Hardly. Kami Thompson has her dad Richard’s withering sense of humor, her mom’s looks and a voice which, while it would be ridiculously unfair to compare to Linda Thompson’s shattering, poignant instrument, is every bit as haunting in its own right. Wednesday night at the Mercury, she and her guitarslinger husband James Walbourne – the core of British folk-rock duo the Rails – spun a shimmering, rippling web of vocals and guitar that transcended that spare format.
Playing lead and sharing vocals, Walbourne waited until four songs into the set before he really cut loose and went for the jugular with spiraling volleys of notes, infused with equal parts blues, Britfolk and the Byrds. Throughout the show, it was as if there was a guitar orchestra onstage: the way the two interweave and fill out each others’ melodies creates a lush thicket of sound that sounds like a lot more than just two acoustic guitars.

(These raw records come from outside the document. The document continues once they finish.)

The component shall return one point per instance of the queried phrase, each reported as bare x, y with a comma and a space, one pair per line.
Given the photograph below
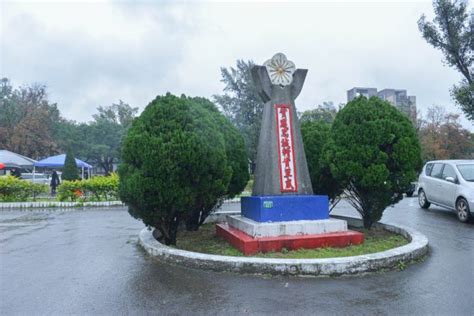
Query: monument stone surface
283, 212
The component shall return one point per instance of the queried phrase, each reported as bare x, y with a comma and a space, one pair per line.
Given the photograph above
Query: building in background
357, 91
397, 97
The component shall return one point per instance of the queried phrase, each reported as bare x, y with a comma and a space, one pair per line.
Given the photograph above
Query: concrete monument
283, 212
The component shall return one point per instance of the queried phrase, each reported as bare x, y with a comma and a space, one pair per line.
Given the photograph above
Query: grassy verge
206, 241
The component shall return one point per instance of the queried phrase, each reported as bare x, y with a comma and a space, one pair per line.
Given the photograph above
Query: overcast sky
91, 53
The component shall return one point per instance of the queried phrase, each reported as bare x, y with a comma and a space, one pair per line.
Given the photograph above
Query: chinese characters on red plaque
286, 152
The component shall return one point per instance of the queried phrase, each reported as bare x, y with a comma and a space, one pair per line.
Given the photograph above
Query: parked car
411, 189
450, 184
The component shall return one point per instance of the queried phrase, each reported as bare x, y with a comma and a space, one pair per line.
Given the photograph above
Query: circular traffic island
386, 247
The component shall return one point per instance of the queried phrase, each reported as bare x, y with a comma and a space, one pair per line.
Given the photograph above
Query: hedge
96, 189
13, 189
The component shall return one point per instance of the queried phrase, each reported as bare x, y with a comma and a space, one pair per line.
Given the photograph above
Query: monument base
250, 245
290, 228
277, 208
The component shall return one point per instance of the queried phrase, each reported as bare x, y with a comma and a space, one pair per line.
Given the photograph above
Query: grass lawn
206, 241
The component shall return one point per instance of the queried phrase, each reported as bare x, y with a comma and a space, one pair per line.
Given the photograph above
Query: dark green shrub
101, 187
315, 135
237, 159
374, 153
70, 190
35, 189
174, 161
70, 172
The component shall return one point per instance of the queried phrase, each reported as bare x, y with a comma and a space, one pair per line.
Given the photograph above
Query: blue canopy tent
58, 162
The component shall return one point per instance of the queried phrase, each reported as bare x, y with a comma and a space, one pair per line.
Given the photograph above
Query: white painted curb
417, 248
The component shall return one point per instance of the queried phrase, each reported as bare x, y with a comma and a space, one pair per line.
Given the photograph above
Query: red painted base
249, 245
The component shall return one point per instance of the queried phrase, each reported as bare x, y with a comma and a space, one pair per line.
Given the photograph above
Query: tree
70, 172
326, 113
452, 32
442, 136
374, 153
236, 157
105, 133
241, 104
315, 135
173, 160
27, 120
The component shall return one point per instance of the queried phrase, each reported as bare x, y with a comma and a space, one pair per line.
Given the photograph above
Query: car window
448, 171
428, 169
467, 171
437, 170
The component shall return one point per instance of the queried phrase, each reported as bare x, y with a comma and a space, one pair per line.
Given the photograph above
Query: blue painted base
280, 208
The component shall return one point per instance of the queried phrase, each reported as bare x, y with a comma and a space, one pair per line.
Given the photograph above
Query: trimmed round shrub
174, 164
374, 153
315, 135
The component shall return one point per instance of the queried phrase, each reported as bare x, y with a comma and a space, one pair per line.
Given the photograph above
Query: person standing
54, 182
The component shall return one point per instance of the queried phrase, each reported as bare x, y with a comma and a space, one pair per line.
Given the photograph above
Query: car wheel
462, 210
422, 200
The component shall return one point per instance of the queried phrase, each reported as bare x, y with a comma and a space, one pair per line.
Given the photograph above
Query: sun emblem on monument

The best song of the set was hardly a surprise. The duo couldn’t have played a more appropriate song for the Lower East Side of New York in 2018 than title track of the duo’s latest album There Are Other People In This World, Not Just You. Kami sang that with a mix of battle fatigue, resilience and seething anger, amplified by her husband’s low harmonies as he flung icepick riffs against the melody. Earlier in the set, Walbourne had lamented the closure of longtime neighborhood watering hole Max Fish (which has since reopened a few blocks away with completely different ambience and clientele). And underscored that exasperation with the blitzkrieg of speculator-fueled destruction with a snarling take of The Cally, a desperate, embittered reminiscence of Caledonian Road British dive bar revelry in the age of luxury condos that aren’t even built for habitation.
With the plaintively lilting Willow Tree, a mutatingly bucolic instrumental and then a rather grim take of the old exile tale Australia, the duo gave a musically purist if sardonic nod to the “songs that were passed down to us,” as Kami said with almost a grimace. Much as their roots encompass centuries worth of traditional sounds, they’re most at home doing their own songs. She finally took her voice to the rafters as the angst-fueled Late Surrender peaked out. Walbourne offered his own take of relationship hell with Dark Times, a harmony-fueled tale of an affair that was doomed from the start.
While Walbourne is obviously influenced by Richard Thompson – who was in the crowd, watching closely and approvingly – he doesn’t mimic any of the master’s familiar wild bends, Middle Eastern allusions or long, volcanic crescendos. Walbourne’s lead guitar work with the Pretenders is more conventional, but his role in this project is as much orchestrator as fretburner. And his wife is no slouch on the guitar, either, although she didn’t launch into any of her husband’s sidewinding spirals, leaping Celtic phrases or any of his starkly sparkly open-tuned blues, her fingerpicking was nimble and nuanced. A good crowd for a weekday night roared for a second encore following the duo’s stately, rainy-day closing number, but time was up.
This was the last stop on the Rails’ American tour, but they’re likely to be back; watch this space.